The way it works is that the pollsters and focus groupers, who are the big fish on the staff, ask people, “Do you think the candidate is masculine enough, or does he need a squirt more compassion? Does he need to ratchet up the decisiveness, or does he need a wholesome admixture of flexibility? Eye of newt, or wing of bat?”

Then the gestures people and writers dial in the stats, having calculated the standard deviation and a regression to the mean. The candidate adopts a pole-axed stare: Unblinking eye-contact with a teleprompter is thought to indicate candor and forthrightness. He says Something Firm, or Something Soft, depending on the correction to his moral heading suggested by the poll’s results. Then the pollsters sally forth to again take the temperature of the electorate.

This works, even though the flickering screens, to which the electorate has its eyes in direct corneal contact, have explained for a week how the candidate is adjusting his image, like the suspension on a NASCAR rocket that’s a bit loose on the turns.

Perhaps “Vote Fred! For God’s Sake, Look at the Other Candidates.”

Actually, campaigns could be done in software. If computer graphics can make a convincing dinosaur, why not something with a simpler nervous system, as for example a president? Seriously, think about it. The survey numbers could go straight into RAM. Then you would specify the target audience for a given pitch: men, women, veterans, derelicts, parasitic minorities, illiterate teenagers, all the underpinnings of democracy.

The software would generate the best candidate for the particular demographic: For women, a vaguely gay guy with melting features that you just know wants to talk about feelings. For men under thirty, the same: People always want to vote for candidates like themselves. For older guys, rock-solid guys who smoked themselves into cancer. Marlboro Man, Humphrey Bogart. You could have sliders for sincerity, sensitivity, testosteronal vacuity.

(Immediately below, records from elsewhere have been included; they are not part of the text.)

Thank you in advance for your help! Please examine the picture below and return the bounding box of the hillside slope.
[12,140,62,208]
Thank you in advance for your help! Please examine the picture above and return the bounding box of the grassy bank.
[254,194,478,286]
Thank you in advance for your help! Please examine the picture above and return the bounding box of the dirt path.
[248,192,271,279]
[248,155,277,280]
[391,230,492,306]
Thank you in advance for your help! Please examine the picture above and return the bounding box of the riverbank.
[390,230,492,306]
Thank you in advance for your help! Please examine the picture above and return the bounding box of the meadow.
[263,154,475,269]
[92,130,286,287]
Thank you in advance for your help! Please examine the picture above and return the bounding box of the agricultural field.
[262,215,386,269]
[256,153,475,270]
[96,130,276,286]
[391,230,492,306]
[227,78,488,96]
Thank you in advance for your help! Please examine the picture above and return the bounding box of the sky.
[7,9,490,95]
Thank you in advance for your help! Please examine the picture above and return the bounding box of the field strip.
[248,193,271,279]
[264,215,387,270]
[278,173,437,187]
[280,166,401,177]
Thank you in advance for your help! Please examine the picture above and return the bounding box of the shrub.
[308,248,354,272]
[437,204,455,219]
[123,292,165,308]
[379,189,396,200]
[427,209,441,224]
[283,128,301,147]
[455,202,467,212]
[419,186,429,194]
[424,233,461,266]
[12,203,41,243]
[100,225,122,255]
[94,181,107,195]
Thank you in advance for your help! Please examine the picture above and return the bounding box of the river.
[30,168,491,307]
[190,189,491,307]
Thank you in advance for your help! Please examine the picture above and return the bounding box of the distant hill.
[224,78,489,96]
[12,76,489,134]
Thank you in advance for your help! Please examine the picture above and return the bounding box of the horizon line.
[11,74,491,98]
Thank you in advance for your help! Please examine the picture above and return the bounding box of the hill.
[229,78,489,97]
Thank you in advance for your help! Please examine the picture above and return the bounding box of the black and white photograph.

“Fred! Good as Any, Better’n Some.” Reckon?

Perhaps a little intellectual appeal, though disguised. “Save the Prairies. Faut-il Bruler Sod?” or “Buying is Prior to Essence. Support Your Chamber of Commerce.” But I think I’m getting wacked-out with the strain of strategic planning. It isn’t easy to lead the residue of a great nation into whatever dark and twisted future it faces, flittering with bats. I’m going to the nearest bar and consult with James Beam. He understands.